Part 6
He senses Freya first, the closest to him. Then his mother, his father. Even Nalia’s father, King Antonis. But the pulse so familiar to him, the one he cherishes most, the one he’d sense half the world away, is gone.
He knows. Before he opens his eyes. Before he looks up at what he knows will be Freya’s stricken face. Before he feels the pain of his burns over the length of him. He knows.
“She’s dead,” he says. There is no question.
“I’m sorry,” Freya chokes out. “I’m so sorry, Grom.”
It takes great effort for him to open his eyes, since he doesn’t see the point in doing so ever again.
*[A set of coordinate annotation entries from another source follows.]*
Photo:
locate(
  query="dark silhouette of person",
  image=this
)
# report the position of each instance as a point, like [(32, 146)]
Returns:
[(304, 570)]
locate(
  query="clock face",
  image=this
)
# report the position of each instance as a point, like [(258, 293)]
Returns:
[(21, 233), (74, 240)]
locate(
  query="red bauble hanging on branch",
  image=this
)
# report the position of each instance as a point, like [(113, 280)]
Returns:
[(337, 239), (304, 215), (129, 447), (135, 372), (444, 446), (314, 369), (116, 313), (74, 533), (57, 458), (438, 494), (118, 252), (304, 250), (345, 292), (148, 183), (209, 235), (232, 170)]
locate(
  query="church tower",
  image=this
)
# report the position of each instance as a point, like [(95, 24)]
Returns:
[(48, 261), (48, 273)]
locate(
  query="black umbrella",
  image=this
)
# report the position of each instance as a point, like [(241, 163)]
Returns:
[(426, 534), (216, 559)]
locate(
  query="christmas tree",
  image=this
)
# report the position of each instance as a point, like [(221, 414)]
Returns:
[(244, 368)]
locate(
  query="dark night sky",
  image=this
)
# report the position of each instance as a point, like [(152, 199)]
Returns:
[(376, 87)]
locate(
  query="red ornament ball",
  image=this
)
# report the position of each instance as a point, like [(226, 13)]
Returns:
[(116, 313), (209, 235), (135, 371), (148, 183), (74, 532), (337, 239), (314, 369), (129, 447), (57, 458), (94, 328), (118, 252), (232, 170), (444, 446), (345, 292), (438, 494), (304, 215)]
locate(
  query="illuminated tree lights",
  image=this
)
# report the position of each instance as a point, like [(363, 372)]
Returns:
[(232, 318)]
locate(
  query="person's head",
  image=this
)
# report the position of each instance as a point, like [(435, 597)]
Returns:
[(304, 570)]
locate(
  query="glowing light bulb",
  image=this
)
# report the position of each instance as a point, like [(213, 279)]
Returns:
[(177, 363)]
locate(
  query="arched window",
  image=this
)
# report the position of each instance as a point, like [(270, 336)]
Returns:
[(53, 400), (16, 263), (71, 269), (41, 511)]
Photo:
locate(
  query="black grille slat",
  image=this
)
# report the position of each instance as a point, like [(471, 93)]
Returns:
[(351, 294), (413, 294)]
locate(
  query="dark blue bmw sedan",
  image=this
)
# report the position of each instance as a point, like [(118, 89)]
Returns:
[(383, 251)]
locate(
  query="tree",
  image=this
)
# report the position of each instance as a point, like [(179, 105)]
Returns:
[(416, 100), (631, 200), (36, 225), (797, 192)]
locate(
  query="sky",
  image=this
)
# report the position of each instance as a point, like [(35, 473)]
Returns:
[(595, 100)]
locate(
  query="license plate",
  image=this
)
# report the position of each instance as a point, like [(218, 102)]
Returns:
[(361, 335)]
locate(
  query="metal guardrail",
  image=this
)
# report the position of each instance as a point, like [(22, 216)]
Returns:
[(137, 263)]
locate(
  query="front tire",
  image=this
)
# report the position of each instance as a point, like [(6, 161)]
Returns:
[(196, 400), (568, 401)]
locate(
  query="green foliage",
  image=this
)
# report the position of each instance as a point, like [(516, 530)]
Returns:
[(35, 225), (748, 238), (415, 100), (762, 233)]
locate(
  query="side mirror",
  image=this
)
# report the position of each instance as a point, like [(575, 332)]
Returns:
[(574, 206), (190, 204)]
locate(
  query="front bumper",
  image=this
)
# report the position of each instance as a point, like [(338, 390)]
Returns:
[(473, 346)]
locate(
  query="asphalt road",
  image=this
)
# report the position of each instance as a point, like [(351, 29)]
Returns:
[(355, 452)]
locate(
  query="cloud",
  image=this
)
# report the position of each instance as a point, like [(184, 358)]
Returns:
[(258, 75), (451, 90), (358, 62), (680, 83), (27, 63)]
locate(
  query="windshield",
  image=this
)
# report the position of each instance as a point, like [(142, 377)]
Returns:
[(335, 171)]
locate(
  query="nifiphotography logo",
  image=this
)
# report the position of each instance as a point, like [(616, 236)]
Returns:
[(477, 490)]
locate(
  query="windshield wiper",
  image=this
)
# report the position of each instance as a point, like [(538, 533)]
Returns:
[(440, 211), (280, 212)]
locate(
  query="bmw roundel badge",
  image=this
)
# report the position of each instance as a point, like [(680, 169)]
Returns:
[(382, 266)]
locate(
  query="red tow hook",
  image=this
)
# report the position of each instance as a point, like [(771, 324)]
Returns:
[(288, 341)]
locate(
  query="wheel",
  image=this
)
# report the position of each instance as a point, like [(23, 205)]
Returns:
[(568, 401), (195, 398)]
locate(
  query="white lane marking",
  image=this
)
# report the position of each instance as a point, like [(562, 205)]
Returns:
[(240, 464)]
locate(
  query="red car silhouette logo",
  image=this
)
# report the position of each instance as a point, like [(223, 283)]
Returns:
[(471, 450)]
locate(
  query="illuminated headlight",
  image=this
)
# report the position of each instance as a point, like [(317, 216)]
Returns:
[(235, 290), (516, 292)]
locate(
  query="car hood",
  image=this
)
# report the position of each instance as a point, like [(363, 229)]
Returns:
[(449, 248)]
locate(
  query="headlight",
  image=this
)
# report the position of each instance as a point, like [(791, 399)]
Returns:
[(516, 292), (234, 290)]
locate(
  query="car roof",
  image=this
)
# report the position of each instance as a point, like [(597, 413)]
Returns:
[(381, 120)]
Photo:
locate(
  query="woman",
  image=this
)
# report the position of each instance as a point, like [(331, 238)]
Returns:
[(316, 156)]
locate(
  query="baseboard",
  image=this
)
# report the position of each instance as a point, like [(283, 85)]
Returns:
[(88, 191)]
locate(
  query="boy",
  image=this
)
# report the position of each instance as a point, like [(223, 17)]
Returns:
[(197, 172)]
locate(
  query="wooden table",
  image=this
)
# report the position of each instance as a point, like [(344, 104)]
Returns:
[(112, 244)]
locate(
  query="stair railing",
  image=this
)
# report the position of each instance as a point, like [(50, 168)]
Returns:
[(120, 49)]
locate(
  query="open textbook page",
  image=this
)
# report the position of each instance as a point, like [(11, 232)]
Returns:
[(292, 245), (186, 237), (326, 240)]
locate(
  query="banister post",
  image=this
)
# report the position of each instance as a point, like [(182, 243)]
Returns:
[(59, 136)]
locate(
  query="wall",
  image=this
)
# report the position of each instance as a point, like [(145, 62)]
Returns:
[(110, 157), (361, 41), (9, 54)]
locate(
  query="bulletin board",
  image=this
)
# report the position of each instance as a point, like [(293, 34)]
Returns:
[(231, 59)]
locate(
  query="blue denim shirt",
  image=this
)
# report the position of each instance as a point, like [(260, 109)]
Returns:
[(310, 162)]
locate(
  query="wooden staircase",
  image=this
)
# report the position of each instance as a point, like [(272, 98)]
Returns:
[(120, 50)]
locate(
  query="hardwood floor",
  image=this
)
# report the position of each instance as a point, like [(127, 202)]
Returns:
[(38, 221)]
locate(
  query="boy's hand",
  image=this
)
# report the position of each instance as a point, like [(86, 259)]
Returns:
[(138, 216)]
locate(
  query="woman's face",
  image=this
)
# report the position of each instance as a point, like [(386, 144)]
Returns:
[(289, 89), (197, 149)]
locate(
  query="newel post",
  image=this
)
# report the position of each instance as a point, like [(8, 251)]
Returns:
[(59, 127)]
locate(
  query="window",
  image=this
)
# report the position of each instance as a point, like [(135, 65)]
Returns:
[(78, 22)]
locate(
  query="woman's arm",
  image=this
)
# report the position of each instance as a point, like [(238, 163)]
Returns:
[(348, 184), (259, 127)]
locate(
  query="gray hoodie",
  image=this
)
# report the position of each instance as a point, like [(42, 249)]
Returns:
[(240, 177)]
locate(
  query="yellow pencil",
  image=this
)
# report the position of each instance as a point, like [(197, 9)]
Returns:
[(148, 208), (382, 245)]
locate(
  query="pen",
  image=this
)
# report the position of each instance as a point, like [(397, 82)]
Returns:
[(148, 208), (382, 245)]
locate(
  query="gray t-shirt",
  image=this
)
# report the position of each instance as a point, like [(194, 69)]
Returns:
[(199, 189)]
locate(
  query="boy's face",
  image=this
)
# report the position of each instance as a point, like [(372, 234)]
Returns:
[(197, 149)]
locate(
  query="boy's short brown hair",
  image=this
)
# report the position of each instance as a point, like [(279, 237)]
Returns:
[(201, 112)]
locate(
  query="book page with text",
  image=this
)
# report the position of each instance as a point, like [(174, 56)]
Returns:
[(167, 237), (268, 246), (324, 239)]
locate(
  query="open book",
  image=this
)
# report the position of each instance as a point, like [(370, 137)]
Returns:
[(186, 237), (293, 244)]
He drinks in the somber faces surrounding him, keeping their distance from him and each other in different corners of his chamber. He tries to push himself up out of the pit where he sleeps, but groans when the pain shoots through him.
Antonis swims over to him, but doesn’t offer to help him up. Instead, the Poseidon king hovers over him. “What did you do to my daughter?”
Grom’s mother gasps. “Antonis, please—”
But the Poseidon king holds up his hand, cutting her off. “I’m not talking to you. I’m talking to your son.” He returns his glare to Grom. “Answer me.”
Grom swallows, suddenly aware of how it all looks. People saw them in a disagreement, saw him chase after her, saw her angry with him. “We got into an argument. She got angry and left. I followed her. Into a mine. A new one. She was trying to get out, but the humans set off the explosion.” It’s as if he’s recounting what he ate for his morning meal. The words feel hollow, meaningless, callous as he says them and he wonders if they sound that way too, or if it’s just the numbness taking over, oozing out from the vicinity of his heart.
Nalia is dead.
Nalia is dead.
Nalia is dead.
“What were you arguing about?” Antonis says, his voice condescending.
Grom closes his eyes again. What is he to say? That Nalia admitted she made regular trips to the Big Land? That his own mother was part of it? That she wanted to continue to break the most serious of all Syrena laws?
No, he can’t say that. He won’t. He will not allow the memory of her to be tarnished in that way. Will not allow the guilt his mother will go through. No, he’ll absorb the responsibility for it all. Keep it close to him. Antonis can think what he wants.
“I’d rather not say,” Grom says, finally.
“Grom,” his mother coaxes.
“No.” He sets his jaw. Stares at the knobby rock ceiling of his chamber.
Antonis comes unhinged. “Of course you’d rather not, you slithering eel. Because you killed her! Because you’ve hated her since the moment you saw her, and you found a way out of your mating ceremony and took it.”
“Antonis, old friend, don’t be unreasonable,” Grom’s father interjects.
Antonis turns on the Triton king. “That’s very easy for you to say, isn’t it, old friend? Especially when you know I can’t prove any of it. Don’t worry. Your only heir is safe.” He whirls back to Grom, nostrils flared. “But I swear by Triton’s trident, you’ll never mate. Not ever. Your seed will die with you.”
Grom is about to tell him that he’d never want to mate with anyone other than Nalia anyway, but his mother interrupts. “What are you saying, Antonis? The Law pledges your firstborn heir to him, to pass on the Gifts of the generals. Your next heir must be mated to—”
He laughs then, a laugh full of bitterness and loss and poison. “There will be no heir. I will never take another mate. The Gifts of the generals will die with his generation.”
“Antonis, I know you’re hurting,” she says. “But this is not the proper way to mourn. If you do this, the Gifts—our future—will be lost. Both kingdoms will suffer.”
“Both kingdoms?” he snarls. “There is only one kingdom. The Triton territory no longer exists.” With this he leaves. Freya presses her back into the wall and bows her head, giving him as wide a berth as possible.
Grom’s mother grasps his hand. “Don’t you worry about any of this, son. Antonis will come around.”
Grom knows she’s wrong. Antonis has lost too much. His mate. His daughter. His reasons to care. But all the things Antonis lost today, so did Grom. His mate. His prospect for offspring. His ability to care what happens next.
Even so, Grom can’t help but think the Syrena lost more than both of them. A princess, a future queen, yes. But also a hope, one passed down from generation to generation. A hope for a prosperous future. A hope for protection from the humans once they inevitably invade every part of the ocean.
Not just a daughter, a mate, a princess, a queen. All of these things, yes. But so much more.
Today they lost the Gifts of the generals. Their legacy.